The rock walls and oyster racks in the larger systems have been producing some very good fish, with good numbers being caught too. This time of year, it’s best to use the lightest leader you feel you can get away with. Keep your lure movements slow and subtle. Soft plastics with plenty of scent that are worked very slow or almost still on the bottom have been producing very well this last month.

The beach gutters are also full of sea run bream. Pipis and worms are always a ‘go to’ bait for the bream on the beach, but with tailor and the odd salmon school around, using bait strips or pilchard cubes will keep the possibilities open. Areas where the gutters cut right in close to the beach, or close by rocky structure are also a great opportunity to flick plastics and vibes around to try and find the bigger models.

Using lures will catch you less dart and small pickers if you’re trying to avoid them, and there’s always the chance of a tailor, salmon or mulloway.

On the beaches, there is more than a chance of some decent mulloway. Slab baits, worms and squid have all been producing results. Soft plastics and really big shallow diving hardbodies have been the real performers on the headlands and breakwalls. Just like the bream, the mulloway have also been providing the estuary anglers with plenty of fun and the odd horse slab for a river fish.

The deeper holes around river corners and bridges are the place to target. Try using slowly worked, but constantly moving plastics, hardbodies or vibes. Keep the lure down in their face as long as possible, but keep some kind of action going throughout the retrieve. The ‘big’ river mulloway is a highly coveted capture, and it’s the anglers that put in the time and effort to purely target these silver slabs who will have success.

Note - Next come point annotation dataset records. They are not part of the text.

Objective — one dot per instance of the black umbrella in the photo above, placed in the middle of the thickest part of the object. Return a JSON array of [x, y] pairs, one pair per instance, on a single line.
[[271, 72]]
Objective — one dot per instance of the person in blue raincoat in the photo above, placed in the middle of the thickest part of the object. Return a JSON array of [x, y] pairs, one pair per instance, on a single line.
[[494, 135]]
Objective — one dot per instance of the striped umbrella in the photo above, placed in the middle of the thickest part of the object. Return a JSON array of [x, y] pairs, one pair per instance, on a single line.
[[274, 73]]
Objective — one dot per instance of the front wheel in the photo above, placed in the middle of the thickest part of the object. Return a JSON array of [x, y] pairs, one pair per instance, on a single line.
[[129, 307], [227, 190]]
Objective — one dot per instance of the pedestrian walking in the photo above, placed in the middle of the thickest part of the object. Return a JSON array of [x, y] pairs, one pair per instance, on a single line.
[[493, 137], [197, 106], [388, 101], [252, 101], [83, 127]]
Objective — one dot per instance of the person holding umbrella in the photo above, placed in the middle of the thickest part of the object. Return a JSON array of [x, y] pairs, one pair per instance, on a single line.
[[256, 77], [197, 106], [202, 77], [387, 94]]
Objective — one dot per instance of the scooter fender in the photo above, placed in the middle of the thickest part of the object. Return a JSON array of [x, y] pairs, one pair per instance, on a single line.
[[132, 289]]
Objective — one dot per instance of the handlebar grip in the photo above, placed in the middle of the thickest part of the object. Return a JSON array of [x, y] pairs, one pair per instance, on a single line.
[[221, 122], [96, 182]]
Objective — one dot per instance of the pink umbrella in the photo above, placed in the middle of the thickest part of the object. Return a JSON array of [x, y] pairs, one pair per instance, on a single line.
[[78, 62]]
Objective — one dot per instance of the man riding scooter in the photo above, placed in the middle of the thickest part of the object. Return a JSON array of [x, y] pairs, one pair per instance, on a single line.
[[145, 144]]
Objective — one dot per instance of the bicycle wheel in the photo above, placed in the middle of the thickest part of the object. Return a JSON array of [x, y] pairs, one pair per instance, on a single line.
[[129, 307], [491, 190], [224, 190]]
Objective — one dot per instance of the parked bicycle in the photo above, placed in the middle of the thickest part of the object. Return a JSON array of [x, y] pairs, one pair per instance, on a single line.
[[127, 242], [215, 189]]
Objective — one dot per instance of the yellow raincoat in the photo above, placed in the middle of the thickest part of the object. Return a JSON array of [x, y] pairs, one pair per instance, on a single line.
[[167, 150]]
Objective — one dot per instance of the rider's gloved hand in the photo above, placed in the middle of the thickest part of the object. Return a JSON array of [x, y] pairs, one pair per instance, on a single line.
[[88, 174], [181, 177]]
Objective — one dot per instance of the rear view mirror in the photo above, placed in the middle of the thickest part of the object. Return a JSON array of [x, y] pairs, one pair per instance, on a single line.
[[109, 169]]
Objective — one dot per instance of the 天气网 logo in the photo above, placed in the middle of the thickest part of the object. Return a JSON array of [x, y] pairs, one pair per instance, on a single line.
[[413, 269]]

It used to be the June long weekend, but now it’s August that sounds the arrival of the Dave Irvine Memorial Snapper Classic. Perfectly coinciding with this event, the snapper have been warming up to boiling point over the last month or so. Snapper can be found pretty much anywhere offshore at the moment, but most notably the big reds are hanging around on the very near shore reefs and shallow gravel beds along our coast.

Exceptional fish have been regular captures around the washes and land-based locations, such as Muttonbird Island, although it has been very difficult to get out to Muttonbird with the North Wall re-development occurring over the last couple of months.

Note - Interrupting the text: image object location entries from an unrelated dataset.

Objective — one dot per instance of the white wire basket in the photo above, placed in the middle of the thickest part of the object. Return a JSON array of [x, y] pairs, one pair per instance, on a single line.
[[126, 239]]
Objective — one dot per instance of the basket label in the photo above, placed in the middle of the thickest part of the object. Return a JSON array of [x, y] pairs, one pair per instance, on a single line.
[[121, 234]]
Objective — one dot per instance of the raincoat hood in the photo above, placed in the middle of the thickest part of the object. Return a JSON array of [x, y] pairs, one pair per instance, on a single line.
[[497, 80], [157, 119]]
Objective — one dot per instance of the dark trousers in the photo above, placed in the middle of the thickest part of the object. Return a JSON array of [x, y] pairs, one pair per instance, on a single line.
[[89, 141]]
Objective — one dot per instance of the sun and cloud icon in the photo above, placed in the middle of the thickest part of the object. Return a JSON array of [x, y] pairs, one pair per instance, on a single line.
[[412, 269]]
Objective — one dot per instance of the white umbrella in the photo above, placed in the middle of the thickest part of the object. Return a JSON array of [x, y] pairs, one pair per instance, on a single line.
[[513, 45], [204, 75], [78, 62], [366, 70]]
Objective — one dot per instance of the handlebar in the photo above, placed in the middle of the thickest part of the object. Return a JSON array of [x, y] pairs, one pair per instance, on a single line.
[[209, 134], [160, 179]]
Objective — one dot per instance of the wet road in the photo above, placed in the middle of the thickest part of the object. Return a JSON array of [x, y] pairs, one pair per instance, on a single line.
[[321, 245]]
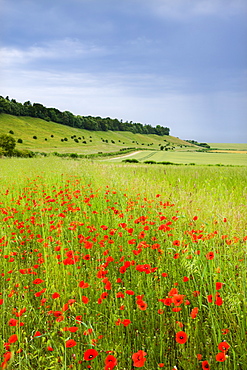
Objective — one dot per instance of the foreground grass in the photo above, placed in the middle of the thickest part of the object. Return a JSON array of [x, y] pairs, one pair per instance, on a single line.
[[119, 258]]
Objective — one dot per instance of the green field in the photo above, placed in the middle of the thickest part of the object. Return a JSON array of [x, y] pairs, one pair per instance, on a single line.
[[49, 138], [26, 127], [188, 157], [122, 266]]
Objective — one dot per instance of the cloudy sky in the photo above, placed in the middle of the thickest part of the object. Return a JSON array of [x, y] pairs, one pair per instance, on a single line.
[[176, 63]]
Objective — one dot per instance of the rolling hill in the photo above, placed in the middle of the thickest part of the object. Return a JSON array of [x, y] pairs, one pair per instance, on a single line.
[[39, 135]]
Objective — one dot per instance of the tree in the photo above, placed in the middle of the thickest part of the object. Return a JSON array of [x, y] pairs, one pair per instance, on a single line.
[[7, 143]]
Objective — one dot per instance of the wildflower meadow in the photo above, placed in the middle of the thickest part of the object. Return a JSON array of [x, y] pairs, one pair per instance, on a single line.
[[122, 266]]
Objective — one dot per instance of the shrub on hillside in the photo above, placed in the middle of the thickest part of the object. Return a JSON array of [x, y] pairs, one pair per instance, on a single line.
[[7, 144], [133, 160]]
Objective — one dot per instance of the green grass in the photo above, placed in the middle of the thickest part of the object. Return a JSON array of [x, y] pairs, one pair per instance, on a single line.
[[187, 157], [57, 211], [26, 127]]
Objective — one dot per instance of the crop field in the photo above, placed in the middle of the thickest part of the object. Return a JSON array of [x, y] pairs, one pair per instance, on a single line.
[[54, 137], [187, 157], [122, 266]]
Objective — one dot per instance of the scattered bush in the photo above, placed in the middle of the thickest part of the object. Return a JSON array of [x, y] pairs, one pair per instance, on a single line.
[[73, 155], [130, 160]]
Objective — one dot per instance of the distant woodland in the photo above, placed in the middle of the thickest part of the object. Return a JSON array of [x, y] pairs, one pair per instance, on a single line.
[[83, 122]]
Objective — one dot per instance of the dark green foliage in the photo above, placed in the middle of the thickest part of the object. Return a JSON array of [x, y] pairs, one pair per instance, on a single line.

As with every year, the strategy for the Snapper Classic will be very dependant on the weather. The bigger boats can go wherever they want, and usually travel a long way north, but the smaller boats require favourable conditions to travel any distance. I fish the Dave Irvine comp out of my kayak, so I am forced to fish locally, but I honestly believe that a lot more boats should commit to a local strategy. Pick a few marks that you know that are within a short distance of the harbour and commit to fishing them very hard, rather than wasting all your time driving miles away chasing ‘easy fishing’.

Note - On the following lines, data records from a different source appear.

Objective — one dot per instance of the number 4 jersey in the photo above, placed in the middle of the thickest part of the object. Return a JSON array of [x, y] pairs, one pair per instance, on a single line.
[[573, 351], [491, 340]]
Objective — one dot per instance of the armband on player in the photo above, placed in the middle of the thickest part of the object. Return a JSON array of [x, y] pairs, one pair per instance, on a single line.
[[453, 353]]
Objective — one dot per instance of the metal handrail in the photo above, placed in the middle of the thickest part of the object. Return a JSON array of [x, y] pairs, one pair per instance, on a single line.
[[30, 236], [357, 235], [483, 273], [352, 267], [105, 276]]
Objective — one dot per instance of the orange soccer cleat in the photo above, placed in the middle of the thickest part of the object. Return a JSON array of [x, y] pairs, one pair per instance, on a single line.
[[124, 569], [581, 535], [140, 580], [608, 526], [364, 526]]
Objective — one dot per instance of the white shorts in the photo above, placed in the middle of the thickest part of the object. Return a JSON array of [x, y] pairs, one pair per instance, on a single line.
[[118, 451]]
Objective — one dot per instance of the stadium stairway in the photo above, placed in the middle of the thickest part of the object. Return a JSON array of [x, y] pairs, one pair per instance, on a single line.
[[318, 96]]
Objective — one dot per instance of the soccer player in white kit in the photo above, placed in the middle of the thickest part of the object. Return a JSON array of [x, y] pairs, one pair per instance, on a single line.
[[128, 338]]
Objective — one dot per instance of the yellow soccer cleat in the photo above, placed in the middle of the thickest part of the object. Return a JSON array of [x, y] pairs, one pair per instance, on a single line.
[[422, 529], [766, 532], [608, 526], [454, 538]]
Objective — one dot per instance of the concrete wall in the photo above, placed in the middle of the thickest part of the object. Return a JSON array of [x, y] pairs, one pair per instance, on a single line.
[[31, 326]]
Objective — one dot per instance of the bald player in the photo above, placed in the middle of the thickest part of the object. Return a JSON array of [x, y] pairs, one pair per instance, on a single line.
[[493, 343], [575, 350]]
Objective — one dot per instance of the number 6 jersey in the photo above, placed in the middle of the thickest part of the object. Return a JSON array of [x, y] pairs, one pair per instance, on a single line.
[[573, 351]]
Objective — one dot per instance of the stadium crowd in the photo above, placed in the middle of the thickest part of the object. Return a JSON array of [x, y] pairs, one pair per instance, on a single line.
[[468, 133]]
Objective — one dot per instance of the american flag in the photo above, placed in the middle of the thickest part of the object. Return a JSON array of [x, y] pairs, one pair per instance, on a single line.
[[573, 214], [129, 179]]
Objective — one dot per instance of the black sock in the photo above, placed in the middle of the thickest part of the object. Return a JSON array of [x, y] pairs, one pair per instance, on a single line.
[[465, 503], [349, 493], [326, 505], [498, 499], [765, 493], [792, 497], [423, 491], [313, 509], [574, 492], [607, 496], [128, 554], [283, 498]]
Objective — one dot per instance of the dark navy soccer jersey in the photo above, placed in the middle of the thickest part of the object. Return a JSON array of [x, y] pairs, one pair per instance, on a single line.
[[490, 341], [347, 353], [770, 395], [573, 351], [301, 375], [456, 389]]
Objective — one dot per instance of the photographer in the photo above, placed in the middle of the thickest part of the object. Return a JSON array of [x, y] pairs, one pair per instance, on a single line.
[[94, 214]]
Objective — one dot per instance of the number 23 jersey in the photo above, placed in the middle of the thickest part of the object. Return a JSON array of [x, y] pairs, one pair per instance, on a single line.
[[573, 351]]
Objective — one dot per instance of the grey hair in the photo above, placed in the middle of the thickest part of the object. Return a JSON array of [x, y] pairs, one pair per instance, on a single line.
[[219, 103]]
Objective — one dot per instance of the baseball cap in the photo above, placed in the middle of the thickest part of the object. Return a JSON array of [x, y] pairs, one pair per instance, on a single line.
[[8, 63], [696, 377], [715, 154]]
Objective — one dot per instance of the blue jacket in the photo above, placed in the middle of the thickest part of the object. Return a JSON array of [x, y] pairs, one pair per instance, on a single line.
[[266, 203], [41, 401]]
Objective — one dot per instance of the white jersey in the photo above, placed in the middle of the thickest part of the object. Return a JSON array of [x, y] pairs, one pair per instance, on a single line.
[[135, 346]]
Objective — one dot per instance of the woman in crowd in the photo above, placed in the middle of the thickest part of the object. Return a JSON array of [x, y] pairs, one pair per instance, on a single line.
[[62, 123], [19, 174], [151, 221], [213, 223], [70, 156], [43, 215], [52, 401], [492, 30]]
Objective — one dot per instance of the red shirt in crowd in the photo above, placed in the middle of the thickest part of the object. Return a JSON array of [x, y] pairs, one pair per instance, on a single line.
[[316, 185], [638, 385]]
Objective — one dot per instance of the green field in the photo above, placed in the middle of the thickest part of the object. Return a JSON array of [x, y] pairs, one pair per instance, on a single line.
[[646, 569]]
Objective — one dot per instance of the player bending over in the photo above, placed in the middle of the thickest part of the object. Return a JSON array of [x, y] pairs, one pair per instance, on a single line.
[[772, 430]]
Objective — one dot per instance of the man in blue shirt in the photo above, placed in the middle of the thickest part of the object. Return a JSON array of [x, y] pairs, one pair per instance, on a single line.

I guarantee that, barring any major weather event, there will be good snapper on every inshore reef and if you put in the time you can nut out what they’re after and you will get the fish on the mat. Although you can maybe catch more fish on grounds further away, you will have saved all that travel time leaving you able to ‘catch up’ while the others are having to drive home.

As you’re out and around the washes and inshore reefs, you will find that the tailor are there and willing to chew up your plastics and lures. If you like a fresh feed of tailor, there are some big ones around. If you don’t like eating tailor, there are some big kingfish out there that do. There have been some jumbo hoodlums out around the islands and washes and if you want a big king, then you need to use a big bait. Big tailor and salmon are ideal baits that will troll well and stay alive for a long time while you cover the ground.

If you choose to anchor, drifting your live bait out the back in a berley trail should have you come up with something of size.

No matter what winter fare you chase this month, I hope the fishing is hot, even if the temperature’s not.